The day after a teenage boy was killed in brazen shooting at a light-rail stop in the downtown core, scores of undeterred Twins fans flooded the streets of Minneapolis for an afternoon game against the Detroit Tigers.
While a few expressed concerns about the ongoing violence in the city, many had not heard about the shooting and others who had said it wasn't going to stop them from going out.
"If you live in Minneapolis, I think your view is completely different than the rest of the state," said TJ Sheldon of south Minneapolis, who is not concerned about spending time downtown. "What you hear on the news, too, sometimes it makes it sound worse than it is."
"Something could happen four blocks away and a bullet could come over here and hit us. If you keep thinking that in your head, you're never going to go out, and if you never go out then why even have a life?" asked Sheldon's brother, Telly Wilcox of West St. Paul.

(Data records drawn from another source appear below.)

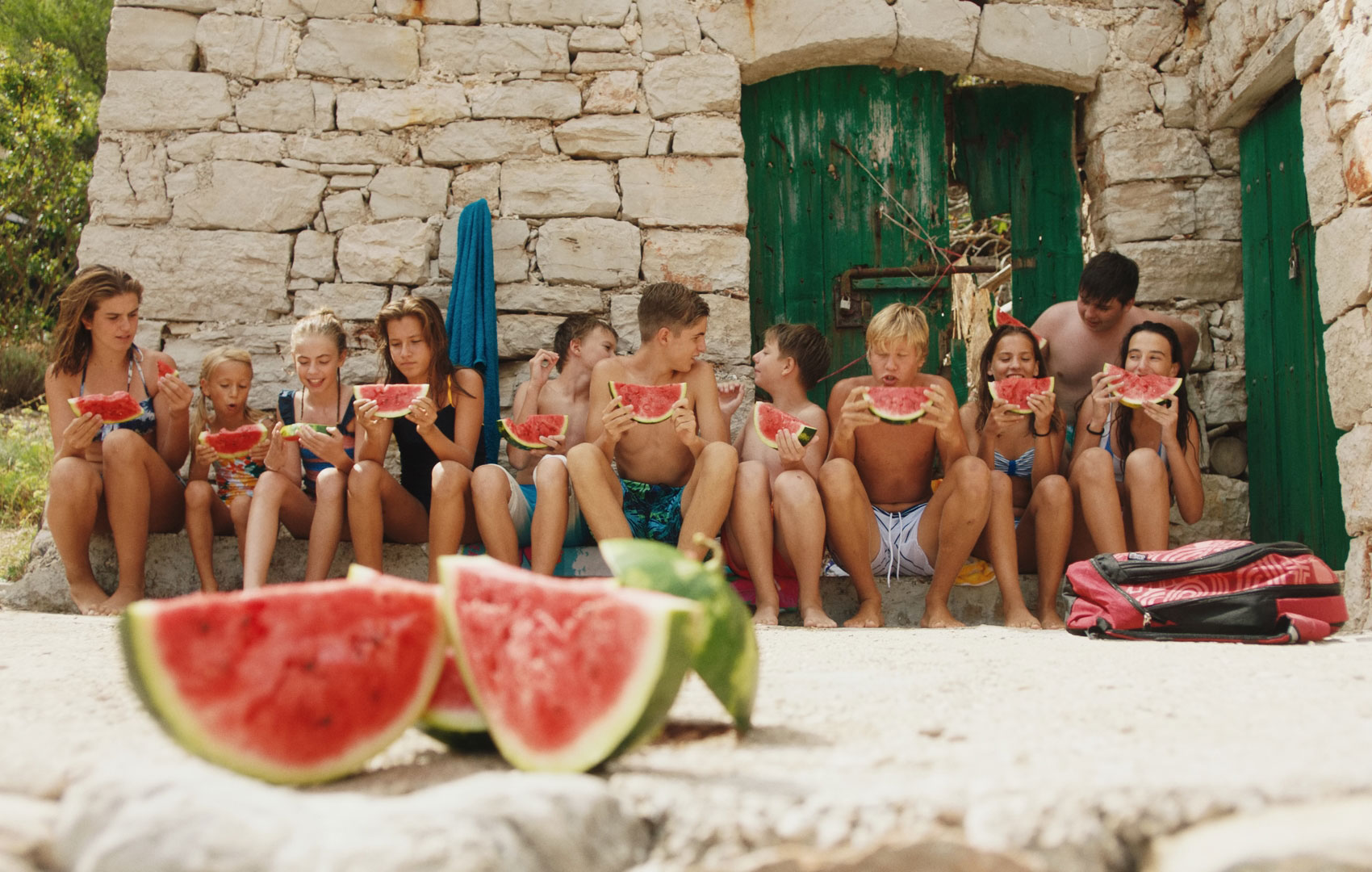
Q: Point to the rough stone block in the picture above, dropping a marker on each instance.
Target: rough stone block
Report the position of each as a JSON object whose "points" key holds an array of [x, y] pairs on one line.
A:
{"points": [[562, 188], [772, 37], [196, 275], [391, 253], [478, 142], [494, 50], [527, 99], [164, 101], [692, 84], [605, 136], [245, 197], [356, 50], [685, 191], [150, 40], [1344, 262], [709, 136], [383, 109], [701, 262], [936, 35], [1203, 270], [1029, 44]]}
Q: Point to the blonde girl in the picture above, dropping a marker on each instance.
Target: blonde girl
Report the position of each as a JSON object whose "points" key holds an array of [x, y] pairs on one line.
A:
{"points": [[223, 507], [439, 441], [305, 484], [111, 477]]}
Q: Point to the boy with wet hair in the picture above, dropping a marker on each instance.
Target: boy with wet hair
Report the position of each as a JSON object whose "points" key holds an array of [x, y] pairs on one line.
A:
{"points": [[676, 477], [882, 514], [538, 507], [776, 529]]}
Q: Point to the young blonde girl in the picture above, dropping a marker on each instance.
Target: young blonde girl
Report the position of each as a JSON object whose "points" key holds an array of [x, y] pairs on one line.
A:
{"points": [[439, 441], [305, 484], [223, 507], [111, 477]]}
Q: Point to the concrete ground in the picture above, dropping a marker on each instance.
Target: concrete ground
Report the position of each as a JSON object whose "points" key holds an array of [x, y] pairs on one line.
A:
{"points": [[1048, 750]]}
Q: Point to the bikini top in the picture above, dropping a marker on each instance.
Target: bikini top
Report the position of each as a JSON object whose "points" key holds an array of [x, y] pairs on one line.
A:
{"points": [[147, 419]]}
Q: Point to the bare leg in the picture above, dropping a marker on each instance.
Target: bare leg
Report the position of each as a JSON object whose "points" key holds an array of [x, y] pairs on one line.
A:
{"points": [[800, 526], [948, 532], [74, 492], [852, 535]]}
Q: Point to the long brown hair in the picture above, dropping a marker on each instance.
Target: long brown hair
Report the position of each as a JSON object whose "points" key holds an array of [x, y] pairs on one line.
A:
{"points": [[442, 372], [80, 300]]}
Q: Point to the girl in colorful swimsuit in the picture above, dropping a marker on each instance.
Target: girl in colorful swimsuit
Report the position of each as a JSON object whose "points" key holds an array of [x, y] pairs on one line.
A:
{"points": [[111, 477], [305, 484], [223, 507], [1024, 451], [1129, 464], [439, 441]]}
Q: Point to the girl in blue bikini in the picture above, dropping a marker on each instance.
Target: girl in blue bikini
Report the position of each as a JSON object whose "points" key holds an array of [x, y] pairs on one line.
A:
{"points": [[111, 477]]}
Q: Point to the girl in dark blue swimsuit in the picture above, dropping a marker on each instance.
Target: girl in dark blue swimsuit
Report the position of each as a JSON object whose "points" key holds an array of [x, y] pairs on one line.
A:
{"points": [[111, 477]]}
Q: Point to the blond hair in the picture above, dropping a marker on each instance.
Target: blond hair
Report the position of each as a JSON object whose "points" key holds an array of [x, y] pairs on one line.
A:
{"points": [[201, 409]]}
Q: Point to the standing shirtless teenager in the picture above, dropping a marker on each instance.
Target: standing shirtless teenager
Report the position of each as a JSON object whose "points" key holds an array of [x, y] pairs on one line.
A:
{"points": [[676, 477], [882, 514]]}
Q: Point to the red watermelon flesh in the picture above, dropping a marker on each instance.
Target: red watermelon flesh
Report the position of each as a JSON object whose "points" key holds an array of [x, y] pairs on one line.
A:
{"points": [[1134, 389], [768, 421], [896, 405], [292, 684], [566, 674], [235, 442], [652, 403], [525, 434], [1017, 390], [113, 408], [391, 400]]}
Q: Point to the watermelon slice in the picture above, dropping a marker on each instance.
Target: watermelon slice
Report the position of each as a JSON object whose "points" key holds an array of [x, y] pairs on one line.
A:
{"points": [[291, 684], [727, 656], [566, 674], [1005, 319], [652, 403], [768, 421], [391, 400], [527, 433], [896, 405], [235, 442], [1134, 389], [113, 408], [1015, 392]]}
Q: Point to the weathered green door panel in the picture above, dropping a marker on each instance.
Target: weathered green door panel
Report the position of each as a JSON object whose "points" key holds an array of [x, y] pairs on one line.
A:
{"points": [[1293, 470], [839, 160]]}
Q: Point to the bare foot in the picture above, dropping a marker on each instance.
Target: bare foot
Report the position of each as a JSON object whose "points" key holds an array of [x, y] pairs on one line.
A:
{"points": [[868, 614]]}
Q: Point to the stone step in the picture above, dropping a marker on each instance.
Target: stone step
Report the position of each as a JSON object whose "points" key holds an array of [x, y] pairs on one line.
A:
{"points": [[172, 573]]}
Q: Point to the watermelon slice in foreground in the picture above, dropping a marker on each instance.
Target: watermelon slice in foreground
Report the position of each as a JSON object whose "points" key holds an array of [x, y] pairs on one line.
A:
{"points": [[652, 403], [1017, 390], [1134, 389], [391, 400], [567, 674], [291, 684], [768, 421], [113, 408]]}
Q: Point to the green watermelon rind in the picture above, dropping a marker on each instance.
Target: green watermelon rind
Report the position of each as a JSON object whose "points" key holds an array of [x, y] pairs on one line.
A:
{"points": [[641, 707], [155, 688], [803, 436], [358, 394], [660, 417]]}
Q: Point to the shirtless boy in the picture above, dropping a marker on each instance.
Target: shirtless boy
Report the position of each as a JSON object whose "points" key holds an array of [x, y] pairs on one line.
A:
{"points": [[776, 525], [537, 507], [881, 511], [676, 477]]}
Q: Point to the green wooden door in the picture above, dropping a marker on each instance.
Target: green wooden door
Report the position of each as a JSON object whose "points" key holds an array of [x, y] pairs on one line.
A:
{"points": [[846, 168], [1293, 472]]}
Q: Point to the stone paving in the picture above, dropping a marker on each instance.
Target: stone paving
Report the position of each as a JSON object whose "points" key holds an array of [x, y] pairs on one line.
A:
{"points": [[981, 748]]}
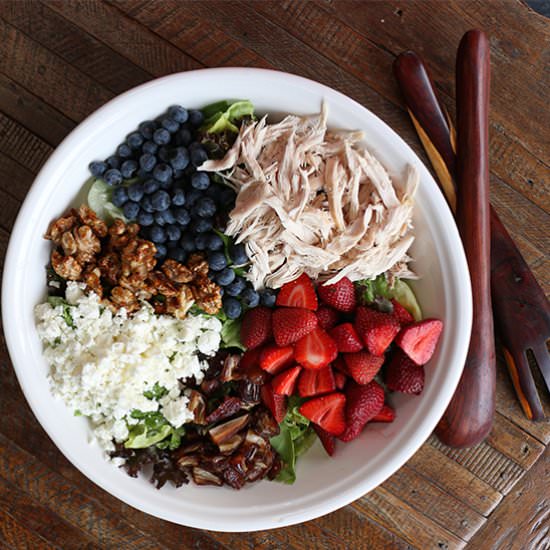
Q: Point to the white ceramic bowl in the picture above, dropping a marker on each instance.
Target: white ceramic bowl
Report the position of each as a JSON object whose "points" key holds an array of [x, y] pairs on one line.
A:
{"points": [[323, 484]]}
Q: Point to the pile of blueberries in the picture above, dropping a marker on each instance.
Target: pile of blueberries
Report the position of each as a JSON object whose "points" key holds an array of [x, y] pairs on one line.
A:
{"points": [[182, 210]]}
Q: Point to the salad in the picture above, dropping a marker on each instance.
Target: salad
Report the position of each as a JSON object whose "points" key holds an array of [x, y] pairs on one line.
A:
{"points": [[233, 291]]}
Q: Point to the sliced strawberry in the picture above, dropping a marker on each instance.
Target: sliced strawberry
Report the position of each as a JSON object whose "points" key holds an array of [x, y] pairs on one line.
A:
{"points": [[404, 375], [363, 403], [362, 366], [327, 317], [402, 316], [327, 440], [326, 411], [340, 380], [285, 382], [376, 329], [256, 327], [316, 382], [274, 402], [418, 340], [316, 350], [346, 338], [274, 359], [386, 414], [298, 293], [292, 323], [340, 295]]}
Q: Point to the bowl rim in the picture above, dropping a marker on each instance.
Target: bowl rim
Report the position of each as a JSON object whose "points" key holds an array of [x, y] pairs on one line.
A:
{"points": [[350, 493]]}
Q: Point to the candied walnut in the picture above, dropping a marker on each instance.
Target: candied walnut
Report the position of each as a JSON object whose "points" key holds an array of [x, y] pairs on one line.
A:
{"points": [[89, 218], [60, 226], [207, 294], [177, 272], [66, 266]]}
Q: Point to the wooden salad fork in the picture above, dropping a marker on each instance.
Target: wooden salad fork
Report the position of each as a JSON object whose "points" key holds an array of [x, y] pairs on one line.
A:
{"points": [[521, 310]]}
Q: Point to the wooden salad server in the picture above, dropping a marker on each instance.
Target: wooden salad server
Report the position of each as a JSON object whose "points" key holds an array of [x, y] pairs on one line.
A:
{"points": [[520, 307]]}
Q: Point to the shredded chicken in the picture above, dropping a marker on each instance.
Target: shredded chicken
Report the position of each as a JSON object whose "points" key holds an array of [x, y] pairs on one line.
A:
{"points": [[316, 201]]}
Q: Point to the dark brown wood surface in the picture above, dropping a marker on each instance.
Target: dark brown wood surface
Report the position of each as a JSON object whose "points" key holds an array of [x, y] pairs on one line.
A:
{"points": [[60, 60]]}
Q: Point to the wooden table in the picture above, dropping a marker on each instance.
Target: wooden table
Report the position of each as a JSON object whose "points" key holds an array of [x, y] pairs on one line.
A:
{"points": [[61, 60]]}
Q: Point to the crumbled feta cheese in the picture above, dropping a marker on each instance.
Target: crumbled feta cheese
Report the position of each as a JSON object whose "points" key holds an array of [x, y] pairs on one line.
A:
{"points": [[102, 365]]}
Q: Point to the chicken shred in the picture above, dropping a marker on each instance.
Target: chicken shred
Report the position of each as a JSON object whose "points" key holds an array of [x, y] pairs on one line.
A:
{"points": [[316, 201]]}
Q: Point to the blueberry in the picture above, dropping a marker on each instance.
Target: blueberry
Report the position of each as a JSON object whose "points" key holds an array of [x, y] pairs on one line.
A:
{"points": [[161, 136], [202, 225], [201, 241], [200, 180], [135, 140], [250, 297], [237, 253], [232, 308], [130, 210], [97, 168], [147, 161], [146, 205], [158, 235], [178, 113], [113, 162], [236, 287], [196, 118], [128, 168], [182, 216], [162, 173], [187, 242], [160, 200], [135, 191], [215, 242], [198, 156], [179, 158], [147, 128], [120, 196], [225, 277], [112, 176], [217, 261], [124, 151], [150, 147], [178, 197], [150, 186]]}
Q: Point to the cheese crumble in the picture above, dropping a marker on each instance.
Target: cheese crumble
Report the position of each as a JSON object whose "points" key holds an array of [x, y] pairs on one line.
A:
{"points": [[101, 363]]}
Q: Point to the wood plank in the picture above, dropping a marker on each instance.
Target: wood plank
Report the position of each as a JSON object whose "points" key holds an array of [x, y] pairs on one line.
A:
{"points": [[403, 520], [42, 520], [73, 44], [455, 480], [523, 518], [429, 499]]}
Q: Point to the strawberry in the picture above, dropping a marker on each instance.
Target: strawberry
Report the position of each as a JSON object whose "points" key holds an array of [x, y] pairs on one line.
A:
{"points": [[386, 414], [316, 382], [326, 411], [418, 340], [404, 375], [292, 323], [284, 383], [340, 380], [340, 295], [402, 316], [298, 293], [328, 441], [274, 402], [256, 327], [274, 359], [346, 338], [327, 317], [316, 350], [362, 366], [363, 403], [376, 329]]}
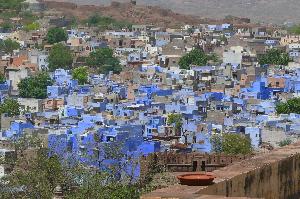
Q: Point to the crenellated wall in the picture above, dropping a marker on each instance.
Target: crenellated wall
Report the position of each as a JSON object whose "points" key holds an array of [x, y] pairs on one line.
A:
{"points": [[273, 175]]}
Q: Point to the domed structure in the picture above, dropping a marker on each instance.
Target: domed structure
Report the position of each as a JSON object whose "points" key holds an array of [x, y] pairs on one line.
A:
{"points": [[133, 2]]}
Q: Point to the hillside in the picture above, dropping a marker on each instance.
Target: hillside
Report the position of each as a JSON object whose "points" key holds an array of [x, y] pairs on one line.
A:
{"points": [[271, 11], [125, 11]]}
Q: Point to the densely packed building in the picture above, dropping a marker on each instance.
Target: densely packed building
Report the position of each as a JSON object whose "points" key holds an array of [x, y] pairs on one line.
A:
{"points": [[130, 110]]}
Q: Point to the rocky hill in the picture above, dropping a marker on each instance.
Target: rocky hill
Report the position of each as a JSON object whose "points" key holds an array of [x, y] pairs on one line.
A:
{"points": [[271, 11]]}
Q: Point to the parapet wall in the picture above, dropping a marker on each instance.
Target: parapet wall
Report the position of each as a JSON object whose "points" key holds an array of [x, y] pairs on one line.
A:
{"points": [[271, 176], [184, 162]]}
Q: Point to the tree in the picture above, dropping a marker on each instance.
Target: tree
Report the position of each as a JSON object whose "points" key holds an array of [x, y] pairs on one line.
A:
{"points": [[8, 46], [11, 107], [39, 176], [80, 74], [11, 4], [294, 30], [285, 142], [60, 57], [195, 57], [291, 106], [32, 26], [232, 144], [275, 57], [175, 119], [56, 35], [35, 87], [2, 78], [103, 60]]}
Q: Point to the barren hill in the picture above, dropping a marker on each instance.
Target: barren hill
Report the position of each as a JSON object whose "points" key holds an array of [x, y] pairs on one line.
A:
{"points": [[125, 11], [274, 11]]}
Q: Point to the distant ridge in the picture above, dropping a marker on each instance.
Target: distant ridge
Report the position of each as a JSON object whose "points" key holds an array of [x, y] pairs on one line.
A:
{"points": [[270, 11]]}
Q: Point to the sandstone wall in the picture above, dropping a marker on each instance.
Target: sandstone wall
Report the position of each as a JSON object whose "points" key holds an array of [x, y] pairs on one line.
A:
{"points": [[275, 180]]}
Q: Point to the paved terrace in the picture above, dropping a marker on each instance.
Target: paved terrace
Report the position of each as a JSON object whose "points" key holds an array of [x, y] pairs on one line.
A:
{"points": [[272, 175]]}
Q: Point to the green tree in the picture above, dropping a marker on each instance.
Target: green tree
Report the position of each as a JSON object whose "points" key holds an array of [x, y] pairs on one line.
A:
{"points": [[291, 106], [32, 26], [285, 142], [40, 175], [6, 26], [81, 74], [8, 46], [35, 86], [103, 60], [195, 57], [275, 57], [10, 107], [294, 30], [232, 144], [56, 35], [60, 57], [175, 119], [2, 78], [11, 4]]}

About 25,000 fans attended Wednesday afternoon's Twins game. Many crowded onto light-rail trains afterward that traveled right past the scene of the shooting the day before. Sandra Kraemer of Roseville wasn't one of them.
"I will never take the light rail ever again to any event, the rest of my life," said Kraemer as she tried to call an Uber near Kieran's Irish Pub. "Even if it's packed full of Twins fans or Vikings fans, we're still not safe. And I'm sad about it, because we used to take the light rail all the time."
"Simply Unacceptable''
Homicides in Downtown West, the neighborhood where the shooting happened, are down 71% from this time last year, according to Minneapolis police statistics, but gunshot wounds are up 45%.
The neighborhood is seeing a 25% increase in violent crime overall in 2022.